Who’s Responsible for Web Accessibility?

You might assume ecommerce platforms such as Shopify provide accessible websites. But that’s only partly correct.

Many moving parts impact web accessibility. Examples are the core platform, themes, add-ons, plugins, custom code, and even content creators and editors. A website meets accessibility compliance guidelines by addressing all of those parts.

Accessibility Components

Core platform. The default accessibility of most ecommerce platforms is fairly good. No platform is without some accessibility weaknesses, but most are working to mitigate them.

Sometimes mitigation involves offering alternatives. For instance, some Shopify checkout pages have accessibility barriers, but merchants can simply choose an another version.

Themes. Ecommerce merchants often deploy a theme for styling (colors, fonts) and functionalities beyond the core. That process can introduce accessibility hurdles and thus requires diligence on how the themes are set up, developed, or changed.

Common hurdles involve not meeting minimum guidelines for color contrast, font sizes, and distance between clickable components (especially on mobile). Some themes add forms —  newsletter sign-up, contact us — with missing labels.
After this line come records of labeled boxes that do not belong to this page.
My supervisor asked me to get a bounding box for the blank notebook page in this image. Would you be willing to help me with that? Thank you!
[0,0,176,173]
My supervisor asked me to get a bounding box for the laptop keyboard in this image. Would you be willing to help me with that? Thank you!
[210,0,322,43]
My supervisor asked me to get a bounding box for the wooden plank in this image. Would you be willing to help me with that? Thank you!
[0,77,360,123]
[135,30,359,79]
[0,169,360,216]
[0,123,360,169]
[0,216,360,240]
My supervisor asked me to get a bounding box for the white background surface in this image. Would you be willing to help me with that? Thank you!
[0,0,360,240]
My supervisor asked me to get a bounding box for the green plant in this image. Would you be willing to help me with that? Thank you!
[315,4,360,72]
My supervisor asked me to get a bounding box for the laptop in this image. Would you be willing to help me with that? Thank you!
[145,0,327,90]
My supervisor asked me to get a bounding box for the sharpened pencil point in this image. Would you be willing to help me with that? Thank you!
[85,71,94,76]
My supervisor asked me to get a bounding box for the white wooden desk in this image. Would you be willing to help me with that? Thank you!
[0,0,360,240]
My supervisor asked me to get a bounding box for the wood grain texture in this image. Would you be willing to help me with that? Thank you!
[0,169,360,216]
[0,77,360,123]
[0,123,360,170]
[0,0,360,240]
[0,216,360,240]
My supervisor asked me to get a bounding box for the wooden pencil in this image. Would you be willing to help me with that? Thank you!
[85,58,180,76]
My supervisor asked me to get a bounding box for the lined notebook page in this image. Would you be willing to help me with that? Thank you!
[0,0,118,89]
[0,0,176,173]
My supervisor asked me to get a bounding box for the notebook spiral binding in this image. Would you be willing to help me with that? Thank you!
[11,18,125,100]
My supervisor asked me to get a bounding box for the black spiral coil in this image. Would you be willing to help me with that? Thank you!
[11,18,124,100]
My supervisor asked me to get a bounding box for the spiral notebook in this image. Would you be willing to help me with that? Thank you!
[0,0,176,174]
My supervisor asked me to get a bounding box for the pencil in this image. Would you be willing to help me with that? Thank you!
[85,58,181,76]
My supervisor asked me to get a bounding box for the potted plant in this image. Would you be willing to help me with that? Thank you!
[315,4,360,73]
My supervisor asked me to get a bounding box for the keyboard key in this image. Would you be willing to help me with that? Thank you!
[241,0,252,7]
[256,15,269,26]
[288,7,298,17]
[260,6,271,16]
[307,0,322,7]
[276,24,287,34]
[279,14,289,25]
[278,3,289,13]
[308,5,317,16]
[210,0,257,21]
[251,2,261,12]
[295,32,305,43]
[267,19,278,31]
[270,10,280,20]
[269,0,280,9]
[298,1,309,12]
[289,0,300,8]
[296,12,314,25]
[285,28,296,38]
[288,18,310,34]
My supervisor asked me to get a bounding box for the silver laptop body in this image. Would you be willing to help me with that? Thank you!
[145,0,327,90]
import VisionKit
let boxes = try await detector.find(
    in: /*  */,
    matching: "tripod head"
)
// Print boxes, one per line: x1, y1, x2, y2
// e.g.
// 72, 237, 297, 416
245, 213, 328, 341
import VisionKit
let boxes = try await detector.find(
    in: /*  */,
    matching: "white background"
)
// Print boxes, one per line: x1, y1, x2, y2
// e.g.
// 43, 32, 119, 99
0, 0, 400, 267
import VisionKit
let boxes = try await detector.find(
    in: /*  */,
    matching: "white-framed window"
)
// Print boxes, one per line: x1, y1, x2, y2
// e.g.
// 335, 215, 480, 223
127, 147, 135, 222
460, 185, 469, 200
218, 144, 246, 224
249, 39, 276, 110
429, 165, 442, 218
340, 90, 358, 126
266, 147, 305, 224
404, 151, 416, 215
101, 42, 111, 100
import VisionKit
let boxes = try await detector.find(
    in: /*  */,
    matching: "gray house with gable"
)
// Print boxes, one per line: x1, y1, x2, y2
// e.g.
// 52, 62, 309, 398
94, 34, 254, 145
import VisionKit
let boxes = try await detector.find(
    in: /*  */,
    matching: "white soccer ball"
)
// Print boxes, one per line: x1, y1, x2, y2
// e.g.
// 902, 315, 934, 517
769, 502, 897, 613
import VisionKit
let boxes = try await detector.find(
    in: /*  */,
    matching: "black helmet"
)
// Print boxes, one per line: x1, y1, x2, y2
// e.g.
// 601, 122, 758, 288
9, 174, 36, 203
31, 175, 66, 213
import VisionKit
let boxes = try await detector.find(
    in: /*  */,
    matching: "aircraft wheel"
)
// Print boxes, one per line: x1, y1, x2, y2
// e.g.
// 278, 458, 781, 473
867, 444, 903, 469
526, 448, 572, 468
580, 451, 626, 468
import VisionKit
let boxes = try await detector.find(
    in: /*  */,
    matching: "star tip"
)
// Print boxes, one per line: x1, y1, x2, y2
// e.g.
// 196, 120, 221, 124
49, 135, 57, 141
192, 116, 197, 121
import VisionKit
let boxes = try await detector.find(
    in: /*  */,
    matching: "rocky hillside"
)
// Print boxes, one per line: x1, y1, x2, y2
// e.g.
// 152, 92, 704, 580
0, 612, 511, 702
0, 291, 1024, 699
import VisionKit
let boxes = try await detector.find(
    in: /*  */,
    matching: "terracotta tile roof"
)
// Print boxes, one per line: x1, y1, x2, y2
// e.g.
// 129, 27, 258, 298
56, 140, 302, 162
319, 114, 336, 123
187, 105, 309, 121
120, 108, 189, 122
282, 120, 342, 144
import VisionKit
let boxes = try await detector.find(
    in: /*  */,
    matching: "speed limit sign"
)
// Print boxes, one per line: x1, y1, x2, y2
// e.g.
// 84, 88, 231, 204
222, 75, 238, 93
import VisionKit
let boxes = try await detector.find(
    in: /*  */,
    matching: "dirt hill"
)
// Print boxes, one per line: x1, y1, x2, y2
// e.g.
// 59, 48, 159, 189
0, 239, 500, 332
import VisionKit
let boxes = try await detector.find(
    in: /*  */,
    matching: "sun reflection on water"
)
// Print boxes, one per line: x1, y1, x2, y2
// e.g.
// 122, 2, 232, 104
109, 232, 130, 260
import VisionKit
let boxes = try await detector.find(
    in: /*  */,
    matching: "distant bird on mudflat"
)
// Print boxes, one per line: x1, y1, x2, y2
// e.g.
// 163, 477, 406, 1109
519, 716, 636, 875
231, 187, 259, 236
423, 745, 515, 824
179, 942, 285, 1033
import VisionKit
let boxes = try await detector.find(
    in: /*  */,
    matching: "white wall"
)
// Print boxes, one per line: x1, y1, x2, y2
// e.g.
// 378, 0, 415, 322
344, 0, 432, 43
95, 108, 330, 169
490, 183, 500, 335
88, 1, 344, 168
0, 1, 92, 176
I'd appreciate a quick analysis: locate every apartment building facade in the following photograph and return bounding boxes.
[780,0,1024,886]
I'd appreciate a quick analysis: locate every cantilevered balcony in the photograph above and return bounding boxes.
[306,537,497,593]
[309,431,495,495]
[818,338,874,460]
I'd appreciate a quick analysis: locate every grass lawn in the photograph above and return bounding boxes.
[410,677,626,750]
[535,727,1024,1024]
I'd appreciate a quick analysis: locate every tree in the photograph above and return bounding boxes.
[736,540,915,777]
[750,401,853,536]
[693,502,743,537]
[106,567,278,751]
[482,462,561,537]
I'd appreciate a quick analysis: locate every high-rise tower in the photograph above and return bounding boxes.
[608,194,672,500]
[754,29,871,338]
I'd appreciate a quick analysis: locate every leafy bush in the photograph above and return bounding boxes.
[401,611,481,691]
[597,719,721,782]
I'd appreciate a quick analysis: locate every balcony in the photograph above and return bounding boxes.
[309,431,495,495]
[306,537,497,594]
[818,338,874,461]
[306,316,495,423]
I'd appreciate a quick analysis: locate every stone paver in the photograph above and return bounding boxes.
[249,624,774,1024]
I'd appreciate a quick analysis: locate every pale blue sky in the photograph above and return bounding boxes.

Add-ons and plugins. Almost every ecommerce site includes customizations to the core platform through add-ons, plugins, or custom code. Those, too, can cause accessibility obstacles.

Automated checkers such as Web Accessibility Evaluation Tools can help, but they’re not failsafe, especially for customizations. For instance, an add-on or plugin for currency conversions may lack sufficient color contrast that’s detected only by manually clicking and viewing. Keyboard navigation is another common barrier requiring human tests.

Creators and editors. The most common website accessibility barriers are improper image alt text and HTML headings — both originating from creators and editors.

Alt text can be missing, redundant, or simply unhelpful. Alt text for product images requires special attention, including descriptions of visible features not part of the on-page text.

HTML headings need proper nesting. A page has one and only one H1. An H3 appears under an H2 or another H3. An H4 is only below an H3 or another H4. And so on. A heading’s font size doesn’t matter, but the order is essential for communicating the structure to visually impaired users and to Google.

(Yes, accessibility components — image alt texts and HTML headings — can improve search engine rankings!)

Training the content team on proper image alt text, HTML headings, and more is a good start toward better accessibility.

Who’s Responsible?

Site owners are ultimately responsible for accessibility, not the core platform, customizations, developers, or employees. Hence ensure all parties know you require work to meet WCAG 2.2 AA guidelines. Get that in writing. Then test it.

It’s always more cost-effective to work on accessibility proactively and continually, not forced by a lawsuit into instant sitewide remediation. But the bigger issue is revenue. A site with barriers for shoppers with disabilities is losing sales.